The road ahead for rideshare
While King remains skeptical of the bill’s feasibility in the state legislature, he says he would still support the aims of H.1234. He and others in his field have been cautious when it comes to creating a third classification for workers, as it could lead to a host of lawsuits and legal wrangling. But at this point, he doesn’t see any other way. Hatton disagrees.
“I’m pretty skeptical of that as a solution,” she opined. “I mean, I understand that companies are seeking to do that. They’re trying to kind of have their cake and eat it too: retain all the control while … trying to limit their costs and liabilities as employers.”
For Hatton, half measures don’t cut it. In her view, gig workers deserve the flexibility of independent work, along with the same protections and benefits as full-time employees. She believes a better solution would be to separate benefits like health care and child care from employment status entirely.
“We’ve tied all of these benefits and protections to employment status.
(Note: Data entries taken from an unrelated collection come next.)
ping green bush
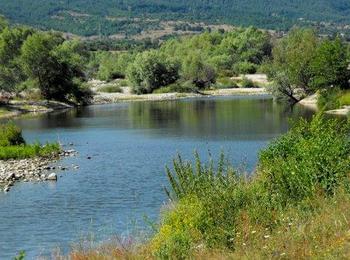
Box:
[0,122,61,160]
[151,115,350,259]
[317,88,341,110]
[99,85,122,93]
[215,77,238,89]
[153,82,197,94]
[232,61,257,75]
[241,77,256,88]
[339,91,350,106]
[0,143,61,160]
[0,122,25,146]
[259,114,350,205]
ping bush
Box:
[127,51,179,94]
[241,77,256,88]
[232,61,257,75]
[0,143,61,160]
[339,91,350,106]
[99,85,122,93]
[317,88,341,110]
[259,114,350,205]
[153,82,196,94]
[215,77,238,88]
[0,122,25,146]
[151,115,350,258]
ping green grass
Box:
[215,77,238,89]
[64,114,350,259]
[339,91,350,106]
[0,143,61,160]
[99,85,122,93]
[0,122,61,160]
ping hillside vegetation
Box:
[0,0,350,35]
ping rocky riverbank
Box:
[0,149,79,192]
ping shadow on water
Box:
[0,96,312,259]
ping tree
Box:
[269,29,318,102]
[182,52,216,89]
[127,51,179,94]
[0,27,33,91]
[310,38,350,90]
[21,32,89,102]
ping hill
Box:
[0,0,350,36]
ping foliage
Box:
[0,143,61,160]
[0,122,61,160]
[259,115,350,205]
[310,38,350,89]
[241,77,256,88]
[127,51,179,94]
[268,28,350,102]
[215,77,238,88]
[1,0,349,36]
[98,85,122,93]
[150,114,350,258]
[97,53,135,81]
[233,61,256,75]
[0,122,25,146]
[21,33,87,101]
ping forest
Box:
[0,0,350,36]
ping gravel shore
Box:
[0,150,78,192]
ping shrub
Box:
[155,114,350,258]
[0,143,61,160]
[232,61,257,75]
[339,91,350,106]
[153,82,196,94]
[99,85,122,93]
[215,77,238,88]
[151,197,204,259]
[317,88,341,110]
[127,51,179,94]
[0,122,25,146]
[259,114,350,206]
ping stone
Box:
[47,172,57,181]
[4,186,10,192]
[6,173,16,181]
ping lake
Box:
[0,96,312,259]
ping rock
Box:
[4,186,10,192]
[6,173,16,181]
[47,172,57,181]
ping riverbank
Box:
[299,94,350,116]
[0,149,78,192]
[0,100,73,119]
[92,88,268,104]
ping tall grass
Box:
[67,114,350,259]
[0,122,61,160]
[0,143,61,160]
[151,115,350,258]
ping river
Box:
[0,96,312,259]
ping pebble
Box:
[47,172,57,181]
[0,149,79,192]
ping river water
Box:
[0,96,312,259]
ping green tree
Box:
[269,29,318,102]
[182,52,216,89]
[127,51,179,94]
[21,32,89,102]
[0,27,33,91]
[310,38,350,89]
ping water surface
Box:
[0,96,311,259]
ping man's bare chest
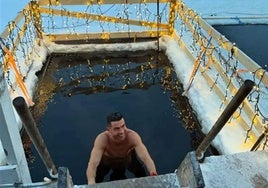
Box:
[105,143,134,158]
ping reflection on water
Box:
[27,51,203,184]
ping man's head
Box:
[107,112,126,142]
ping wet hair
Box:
[107,112,123,125]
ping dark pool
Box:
[26,51,197,185]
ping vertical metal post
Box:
[196,80,255,161]
[169,0,177,35]
[0,72,32,184]
[30,1,43,39]
[13,97,58,178]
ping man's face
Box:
[107,118,126,142]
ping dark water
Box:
[213,25,268,68]
[29,52,193,184]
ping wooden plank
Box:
[38,0,169,6]
[47,31,168,42]
[40,7,169,29]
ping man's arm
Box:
[86,134,105,184]
[133,132,157,175]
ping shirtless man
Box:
[86,112,157,184]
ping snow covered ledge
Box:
[0,36,262,171]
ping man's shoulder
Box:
[127,129,140,140]
[96,131,108,142]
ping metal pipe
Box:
[196,80,255,161]
[13,97,58,178]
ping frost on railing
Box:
[175,1,268,149]
[0,5,36,104]
[40,1,169,39]
[0,0,268,148]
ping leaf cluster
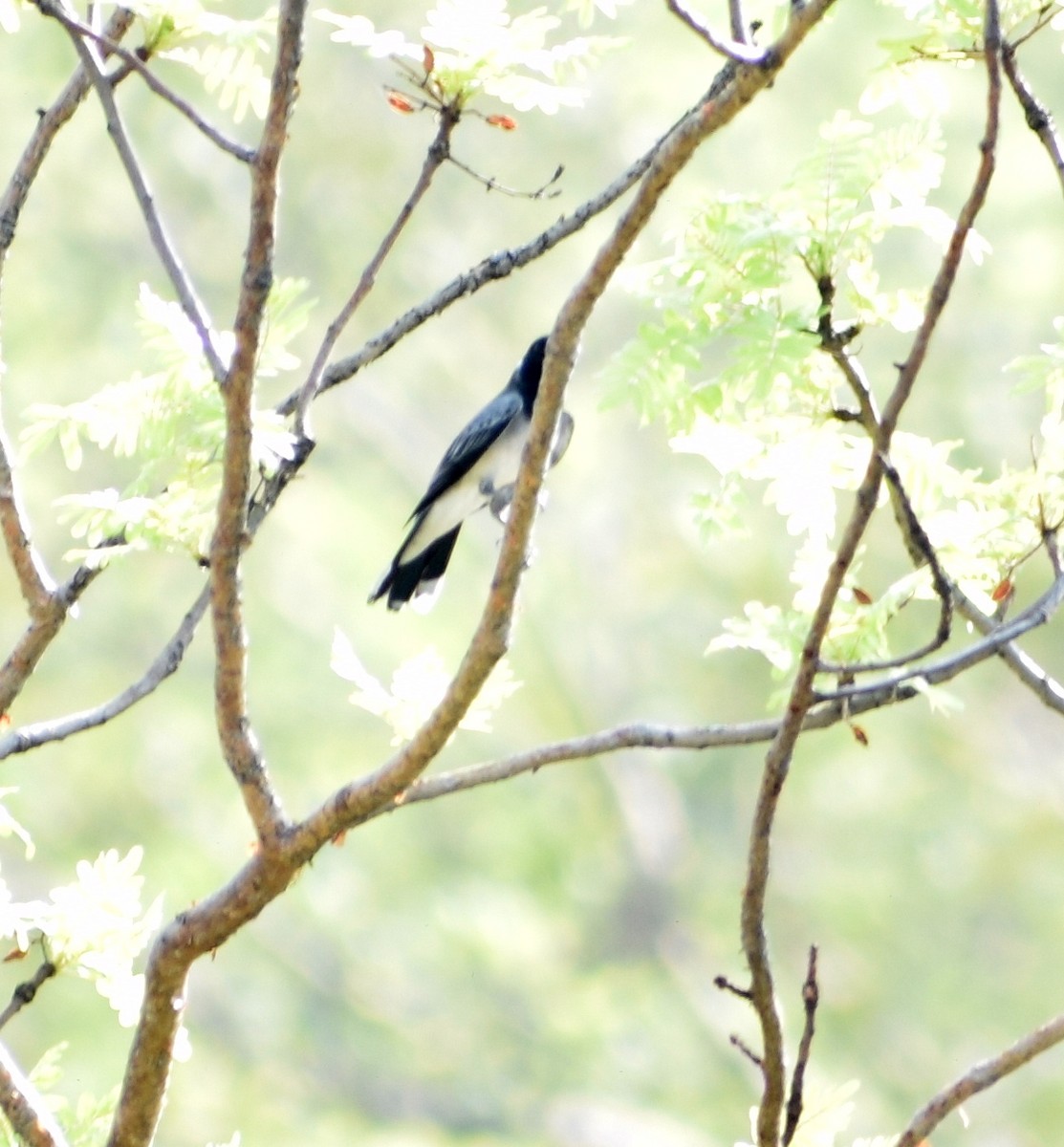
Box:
[22,280,310,562]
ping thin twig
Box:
[209,0,306,848]
[665,0,769,64]
[277,96,697,414]
[0,586,211,761]
[953,586,1064,713]
[818,454,954,677]
[293,107,459,438]
[783,944,820,1147]
[0,960,58,1028]
[30,6,254,162]
[0,1044,67,1147]
[33,0,226,382]
[108,11,834,1147]
[345,564,1064,827]
[286,0,834,851]
[447,155,565,200]
[894,1015,1064,1147]
[0,566,102,713]
[1001,44,1064,202]
[741,0,1001,1147]
[713,976,752,1003]
[0,8,134,262]
[814,559,1064,703]
[108,0,306,1147]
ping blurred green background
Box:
[0,0,1064,1147]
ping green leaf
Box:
[21,280,312,564]
[333,630,521,746]
[315,0,619,115]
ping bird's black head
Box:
[510,335,547,414]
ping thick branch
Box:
[211,0,306,845]
[0,1044,67,1147]
[894,1015,1064,1147]
[289,0,833,851]
[0,586,211,761]
[741,7,1001,1147]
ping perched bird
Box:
[369,337,572,609]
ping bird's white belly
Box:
[402,419,529,561]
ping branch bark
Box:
[894,1015,1064,1147]
[741,7,1001,1147]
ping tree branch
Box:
[286,0,834,853]
[741,7,1001,1147]
[30,7,254,162]
[209,0,306,847]
[33,0,226,382]
[1001,44,1064,202]
[294,107,459,438]
[277,96,692,414]
[0,8,134,264]
[0,1044,67,1147]
[894,1015,1064,1147]
[0,566,102,713]
[0,585,211,761]
[665,0,767,64]
[783,945,820,1147]
[0,960,58,1028]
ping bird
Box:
[369,335,574,610]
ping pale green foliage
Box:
[879,0,1060,62]
[0,847,162,1027]
[610,47,1064,677]
[735,1079,898,1147]
[333,630,521,746]
[0,0,21,32]
[0,1043,119,1147]
[565,0,634,28]
[22,280,309,561]
[315,0,612,113]
[113,0,277,122]
[36,847,163,1027]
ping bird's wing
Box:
[410,390,522,520]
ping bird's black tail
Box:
[369,523,462,609]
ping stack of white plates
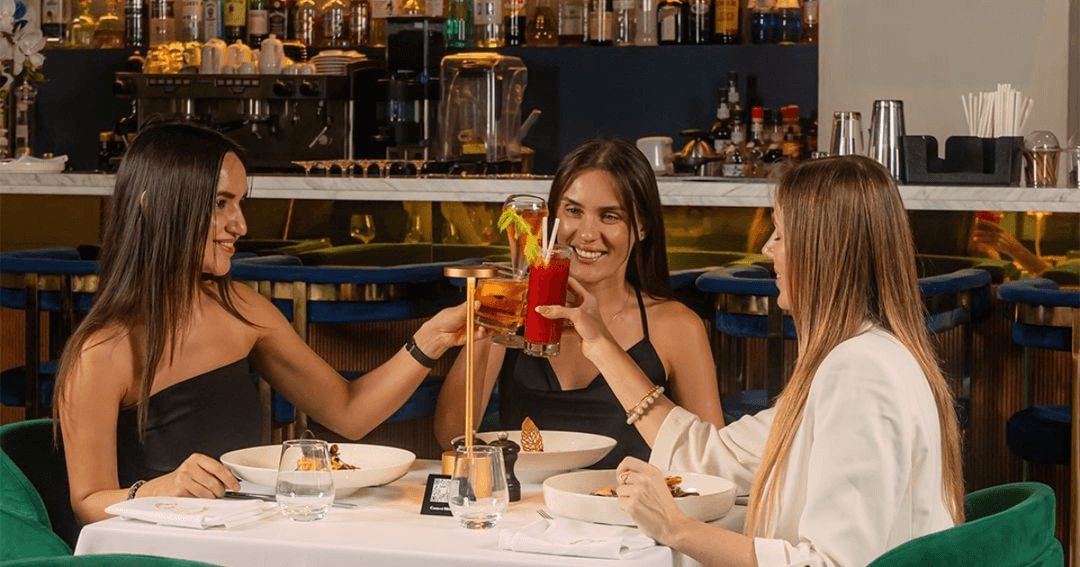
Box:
[310,50,365,75]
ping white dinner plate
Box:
[221,443,416,492]
[476,430,616,483]
[543,470,735,526]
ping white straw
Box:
[543,217,558,264]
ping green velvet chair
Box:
[868,483,1065,567]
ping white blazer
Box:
[649,327,954,567]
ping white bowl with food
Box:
[543,470,735,526]
[476,430,616,484]
[221,443,416,494]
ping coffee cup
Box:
[637,136,675,175]
[259,33,285,75]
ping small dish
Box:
[543,470,735,526]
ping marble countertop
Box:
[0,173,1080,213]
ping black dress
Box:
[498,291,667,469]
[117,359,262,486]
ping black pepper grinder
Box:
[489,431,522,502]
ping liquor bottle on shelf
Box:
[586,0,615,45]
[39,0,70,48]
[149,0,176,48]
[201,0,225,41]
[370,0,394,48]
[708,89,731,156]
[747,0,777,43]
[124,0,149,50]
[502,0,526,45]
[323,0,345,48]
[525,0,558,46]
[93,0,124,50]
[657,0,689,45]
[557,0,585,45]
[611,0,630,45]
[267,0,293,40]
[713,0,742,45]
[246,0,270,49]
[802,0,818,44]
[349,0,372,48]
[221,0,247,44]
[745,106,769,177]
[777,0,802,45]
[66,0,97,49]
[473,0,504,48]
[446,0,472,50]
[686,0,715,44]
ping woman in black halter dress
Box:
[53,124,465,523]
[435,138,724,460]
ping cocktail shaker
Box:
[869,100,904,181]
[828,110,865,156]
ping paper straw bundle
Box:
[960,83,1035,138]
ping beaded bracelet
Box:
[626,386,664,426]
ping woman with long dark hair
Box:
[435,138,724,468]
[53,124,464,523]
[542,156,963,567]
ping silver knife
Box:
[225,490,356,508]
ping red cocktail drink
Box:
[525,244,570,356]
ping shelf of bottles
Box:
[42,0,819,51]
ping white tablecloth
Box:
[75,460,745,567]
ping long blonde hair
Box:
[745,156,963,536]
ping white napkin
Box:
[499,517,657,559]
[105,496,278,529]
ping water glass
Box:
[275,440,334,522]
[450,445,510,529]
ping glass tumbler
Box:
[274,440,334,522]
[450,445,510,529]
[525,244,570,357]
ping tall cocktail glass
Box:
[525,244,570,356]
[502,194,548,278]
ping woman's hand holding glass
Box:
[616,457,694,545]
[536,278,621,361]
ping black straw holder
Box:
[902,136,1024,186]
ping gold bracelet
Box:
[626,386,664,426]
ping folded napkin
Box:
[105,496,278,529]
[499,517,657,559]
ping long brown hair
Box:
[53,124,247,438]
[548,137,674,299]
[745,156,963,536]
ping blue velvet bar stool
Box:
[232,245,475,437]
[694,265,795,420]
[998,278,1080,565]
[696,261,991,421]
[0,247,97,419]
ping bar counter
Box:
[0,173,1080,213]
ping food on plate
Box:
[296,443,359,471]
[522,418,543,453]
[592,476,700,498]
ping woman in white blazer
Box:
[541,156,963,566]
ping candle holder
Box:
[443,266,498,449]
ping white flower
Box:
[14,26,45,69]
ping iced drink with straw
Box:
[524,218,570,357]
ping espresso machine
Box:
[114,59,386,172]
[438,52,528,174]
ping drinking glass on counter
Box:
[502,194,548,278]
[274,440,334,522]
[525,244,570,357]
[476,271,529,349]
[449,445,510,529]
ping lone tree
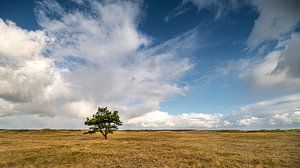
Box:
[84,107,122,139]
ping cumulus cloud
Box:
[125,111,222,129]
[0,1,194,128]
[248,0,300,48]
[164,0,245,22]
[222,93,300,129]
[125,93,300,129]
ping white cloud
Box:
[164,0,245,22]
[124,93,300,129]
[0,1,193,128]
[248,0,300,48]
[125,111,222,129]
[223,93,300,129]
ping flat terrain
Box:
[0,130,300,168]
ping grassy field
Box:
[0,130,300,168]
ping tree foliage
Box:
[84,107,122,139]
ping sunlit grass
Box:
[0,130,300,167]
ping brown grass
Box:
[0,130,300,168]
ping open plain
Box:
[0,129,300,167]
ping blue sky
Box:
[0,0,300,129]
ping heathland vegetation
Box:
[0,129,300,168]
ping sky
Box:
[0,0,300,130]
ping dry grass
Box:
[0,130,300,168]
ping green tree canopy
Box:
[84,107,122,139]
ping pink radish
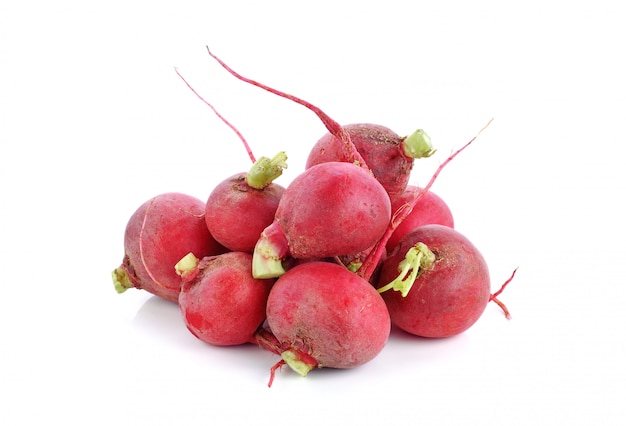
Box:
[378,225,491,337]
[175,69,287,253]
[387,185,454,251]
[177,252,274,346]
[112,192,226,302]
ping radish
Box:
[205,152,287,253]
[387,185,454,251]
[252,162,391,278]
[207,47,435,199]
[112,192,226,302]
[306,123,435,202]
[378,224,491,338]
[357,119,493,280]
[256,262,391,384]
[176,252,274,346]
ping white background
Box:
[0,0,626,425]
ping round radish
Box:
[306,123,434,201]
[378,225,491,337]
[267,262,391,376]
[112,192,225,302]
[205,152,287,253]
[387,185,454,251]
[252,162,391,278]
[177,252,274,346]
But we could take a couple of different paths,” she explains. “Say if we agree as a country, as a culture, that everyone deserves rights and protections — then we could decouple those from employment status and free up a whole lot of people and a whole lot of companies to do the type of work they want.”
Both Hatton and King acknowledge the difficult legal hurdles that a third worker classification would face. But while King would be willing to try out something akin to the dependent contractor status seen in the U.K., Germany and Canada, Hatton advocates for a more systemic change.
“I think, ultimately, some kind of collective organizing and making a statement refusing that work is potentially the only way to go. Companies don’t change because they’re singing “Kumbaya” with their workers, right?” she joked. “They change because they’re forced to, either through worker activism or some combination of worker activism and public opposition.”
While passage of a bill like Massachusetts’ H.1234 may be slow-going, strikes like the one two weeks ago can put some pressure on employers and lawmakers – and Uber and Lyft are already taking notice.